Dysregulation of apoptosis contributes to the pathogenesis of many human diseases. As effectors of the apoptotic machinery, caspases are considered potential therapeutic targets. Using an established in vivo model of Fas-mediated apoptosis, it has been demonstrated that elimination of certain caspases is compensated in vivo by the activation of other caspases. Hepatocyte apoptosis and mouse death induced by the Fas agonistic antibody Jo2 requires proapoptotic Bcl-2 family member Bid and uses a Bid-mediated mitochondrial pathway of caspase activation; deficiency in caspases essential for this pathway, caspase-9 or caspase-3, unexpectedly result in rapid activation of alternate caspases after injection of Jo2, and therefore fail to protect mice against Jo2 toxicity. Moreover, both ultraviolet and gamma irradiation, two established inducers of the mitochondrial caspase-activation pathway, also elicit compensatory activation of caspases in cultured caspase-3(-/-) hepatocytes, indicating that the compensatory caspase activation is mediated through the mitochondria. These findings provide direct experimental evidence for compensatory pathways of caspase activation. This issue should therefore be considered in developing caspase inhibitors for therapeutic applications (Zheng, 2000).
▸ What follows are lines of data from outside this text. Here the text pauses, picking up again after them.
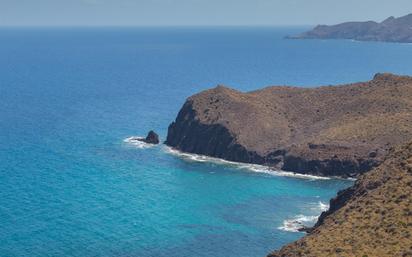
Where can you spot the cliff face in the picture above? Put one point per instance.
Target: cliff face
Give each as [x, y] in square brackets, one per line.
[340, 130]
[371, 218]
[390, 30]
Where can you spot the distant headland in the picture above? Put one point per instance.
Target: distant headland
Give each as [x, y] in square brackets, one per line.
[390, 30]
[329, 131]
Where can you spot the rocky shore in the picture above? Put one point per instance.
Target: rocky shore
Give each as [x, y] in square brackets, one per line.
[371, 218]
[341, 130]
[390, 30]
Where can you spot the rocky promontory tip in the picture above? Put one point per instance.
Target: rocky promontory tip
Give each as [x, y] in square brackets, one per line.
[151, 138]
[390, 30]
[330, 131]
Caspase-9 and Apaf-1 bind to each other via their respective NH2-terminal CED-3 homologous domains in the presence of cytochrome c and dATP, an event that leads to caspase-9 activation. In turn, activated caspase-9 cleaves and activates caspase-3. Depletion of caspase-9 from S-100 extracts diminishes caspase-3 activation. Mutation of the active site of caspase-9 attenuates the activation of caspase-3 and cellular apoptotic response in vivo, indicating that caspase-9 is the most upstream member of the apoptotic protease cascade triggered by cytochrome c and dATP. Several caspases, including caspase-9, have long prodomains at their NH2 termini. This domain has been proposed to function as a caspase recruitment domain (CARD), allowing proteins with such domains to interact with each other. Although Apaf-1 is not a caspase, its NH2-terminal region contains a CARD, suggesting that Apaf-1 may recruit caspase-9 through their respective CARDs. The data suggest that, within the context of full-length Apaf-1, the CARD is not accessible for caspase-9 binding. Cytochrome c and dATP may induce a conformational change in Apaf-1 that exposes its CARD (Li, 1997).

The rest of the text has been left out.